- Born: Electra, Texas
- Education: University of Texas
- Known for: Photography
- Awards: Alicia Patterson Foundation Grant, Ernst Haas Grant, John S. and James L. Knight Foundation Grant, Guggenheim Foundation Grant, Pulitzer Prize Finalist, Lucie Award
- Website: maggiesteber.com

= Maggie Steber =

American documentary photographer

Maggie Steber is an American documentary photographer. Her work has documented a wide range of issues, including the African slave trade, Native American issues in the United States, natural disasters, and science.

Steber has produced the book Dancing on Fire: Photographs from Haiti. She is a member of VII Photo Agency and has been awarded a first prize World Press Photo award and a Guggenheim Fellowship.

==Life and work==
Steber was born in Texas. She studied journalism and art at the University of Texas at Austin. Early in her career, she lived and worked in Galveston, Texas, working as a reporter and photographer for The Galveston Daily News and as a picture editor for the Associated Press in New York City. Steber was a director of photography for the Miami Herald and is a contributor to magazines including Life, The New York Times Magazine, The New Yorker, Smithsonian, People, Newsweek, Time, Sports Illustrated, The Sunday Times Magazine, and Merian Magazine of Germany.

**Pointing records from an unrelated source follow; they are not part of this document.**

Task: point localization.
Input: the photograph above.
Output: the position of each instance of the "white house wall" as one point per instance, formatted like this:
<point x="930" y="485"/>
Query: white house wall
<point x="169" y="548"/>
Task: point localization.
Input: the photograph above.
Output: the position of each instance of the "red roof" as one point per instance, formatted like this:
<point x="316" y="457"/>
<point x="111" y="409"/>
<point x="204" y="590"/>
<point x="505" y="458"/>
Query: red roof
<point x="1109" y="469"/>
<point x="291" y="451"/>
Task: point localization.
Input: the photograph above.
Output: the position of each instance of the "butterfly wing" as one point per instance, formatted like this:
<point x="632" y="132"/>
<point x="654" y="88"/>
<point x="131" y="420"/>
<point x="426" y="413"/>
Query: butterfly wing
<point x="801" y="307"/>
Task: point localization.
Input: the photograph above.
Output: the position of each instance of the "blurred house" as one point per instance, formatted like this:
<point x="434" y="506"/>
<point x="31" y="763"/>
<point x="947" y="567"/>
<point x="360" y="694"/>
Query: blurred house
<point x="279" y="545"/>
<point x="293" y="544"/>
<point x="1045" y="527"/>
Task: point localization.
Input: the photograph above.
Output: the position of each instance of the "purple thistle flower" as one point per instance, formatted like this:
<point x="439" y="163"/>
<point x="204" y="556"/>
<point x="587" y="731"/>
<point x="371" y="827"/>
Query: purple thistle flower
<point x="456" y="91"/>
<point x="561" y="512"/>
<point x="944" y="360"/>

Steber has worked in Haiti for over 25 years documenting the history and culture of the Haitian people. Her essays on Haiti have appeared in The New York Times and she has a monograph titled Dancing on Fire: Photographs from Haiti.

National Geographic has published her essays on Miami, the African slave trade, the Cherokee Nation, sleep, soldiers’ letters, Dubai and a story on the science of memory. Steber was one of eleven photographers included in National Geographics 2013 exhibition, Women of Vision: National Geographic Photographers on Assignment.

Steber is a member of VII Photo Agency. She is also a member of Facing Change Documenting America, a group of civic-minded photographers covering important American issues. She currently lives in Miami, Florida.

==Publications==
===Publications by Steber===
- Dancing on Fire: Photographs from Haiti. New York City: Aperture, 1991. ISBN 978-0893814977.

===Publications with contributions by Steber===
- Facing Change: Documenting America. Prestel, 2015. ISBN 978-3791348360.

==Awards==
- 1987: 1st prize, Spot News single image category, World Press Photo award, Amsterdam
- Leica Medal of Honor
- The Ernst Haas Photographers Grant
- Overseas Press Club Oliver Rebbot Award for Best Photographic Coverage from Abroad
- 1998: Alicia Patterson Foundation Fellowship for "Photographing and Reporting on Haiti after Duvalier"
- 2007: John S. and James L. Knight Foundation grant
- 2017: Guggenheim Fellowship from the John Simon Guggenheim Memorial Foundation
- 2019: Pulitzer Prize, Finalist in Feature Photography with Lynn Johnson for National Geographic, "For a compelling, dignified photo narrative that provides an intimate look at the youngest face transplant recipient in the U.S."